In 2008, the U.S. government filed a memorandum in opposition to the request from two of the groups linked to the HLF, the Islamic Society of North America (ISNA) and the North American Islamic Trust (NAIT), that the "unindicted co-conspirator" designation they received during the HLF trial be removed (it wasn't). The memorandum is a useful and illuminating summary of what some of the most prominent Islamic groups in the U.S. have been involved with.
It noted that some of HLF's top officials, including Shukri Abu Baker, its secretary and chief executive officer; Mohammed El-Mezain, its director of endowments; and Ghassan Elashi, its chairman of the board, were charged with "providing material support to a foreign terrorist organization," as well as with "engaging in prohibited financial transactions with a Specially Designated Global Terrorist, money laundering, filing false tax returns, and several conspiracy charges, including: conspiracy to provide material support to a foreign terrorist organization...conspiracy to provide funds, goods and services to Specially Designated Global Terrorist ... and conspiracy to commit money laundering[.]"
And the HLF officials "were not acting alone." Rather, they were "operating in concert with a host of individuals and organizations dedicated to sustaining and furthering the Hamas movement. ... The object of the conspiracy was to support Hamas. The support will be shown to have take several forms, including raising money, propaganda, proselytizing, recruiting, as well as many other types of actions intended to continue to promote and move forward Hamas's agenda of the destruction of the State of Israel and establishment of an Islamic state in its place."
ISNA and NAIT were among the groups listed as "members of the U.S. Muslim Brotherhood." During the trial, the government introduced evidence "expressly linking ISNA and NAIT to the HLF and its principals; the Islamic Association for Palestine and its principals; the Muslim Brotherhood in the United States and its Palestine Committee, headed by Hamas official Mousa Abu Marzook; and the greater Hamas-affiliated conspiracy described in the Government's case-in-chief." The Islamic Association for Palestine, since shut down as a Hamas front, is CAIR's parent organization.
The evidence introduced at the trial "established that ISNA and NAIT were among those organizations created by the U.S.-Muslim Brotherhood." They were listed as among those organizations dedicated to the Muslim Brotherhood's stated goal, according to a captured internal document made public during the HLF trial, of "eliminating and destroying the Western Civilization from within and sabotaging its miserable house by their hands and the hands of the believers so that it is eliminated and Allah's religion is made victorious over other religions."
The government memorandum explains that ISNA and NAIT "shared more with HLF than just a parent organization. They were intimately connected with the HLF and its assigned task of providing financial support to Hamas.
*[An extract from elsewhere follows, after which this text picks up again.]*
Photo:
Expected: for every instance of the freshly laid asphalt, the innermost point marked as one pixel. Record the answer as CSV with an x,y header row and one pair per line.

Shortly after Hamas was founded in 1987, as an outgrowth of the Muslim Brotherhood, Govt. Exh. 21-61, the International Muslim Brotherhood ordered the Muslim Brotherhood chapters throughout the world to create Palestine Committees, whose job it was to support Hamas with 'media, money and men.'" To accomplish this, the Muslim Brotherhood in the U.S. created the U.S. Palestine Committee, which CAIR later joined. "The mandate of these organizations, per the International Muslim Brotherhood, was to support Hamas, and the HLF's particular role was to raise money to support Hamas'z organizations inside the Palestinian territories."
The memorandum adds that "during the early years of the HLF's operation, HLF raised money and supported Hamas through a bank account it held with ISNA at NAIT" and that "ISNA checks deposited into the ISNA/NAIT account for the HLF were often made payable to 'the Palestinian Mujahadeen,' the original name for the Hamas military wing." That is, the money went to Islamic jihadists dedicated to murdering Israeli civilians.
Despite all this, the Holy Land Five have become the latest darlings of the America-hating left and their Islamic supremacist allies in the U.S. Al-Awda, the "Palestine Right to Return Coalition," held a demonstration on October 25, four days before the Supreme Court ruling, in honor of these jihadists, and called them "victims to the ever-growing over-reach of counter-terrorism programs."
And Cyrus McGoldrick of Hamas-CAIR's New York chapter tweeted the same day: "Prayers for the Holy Land 5 today. Charity is not a crime."
No, it isn't. But supporting savage jihad terrorists who glory in the murders of innocent civilians is. Now that the Holy Land Foundation case is settled, the Justice Department should finish the job and shut down Hamas-CAIR, ISNA, and the rest. But we will probably have to wait for a new occupant in the White House for that.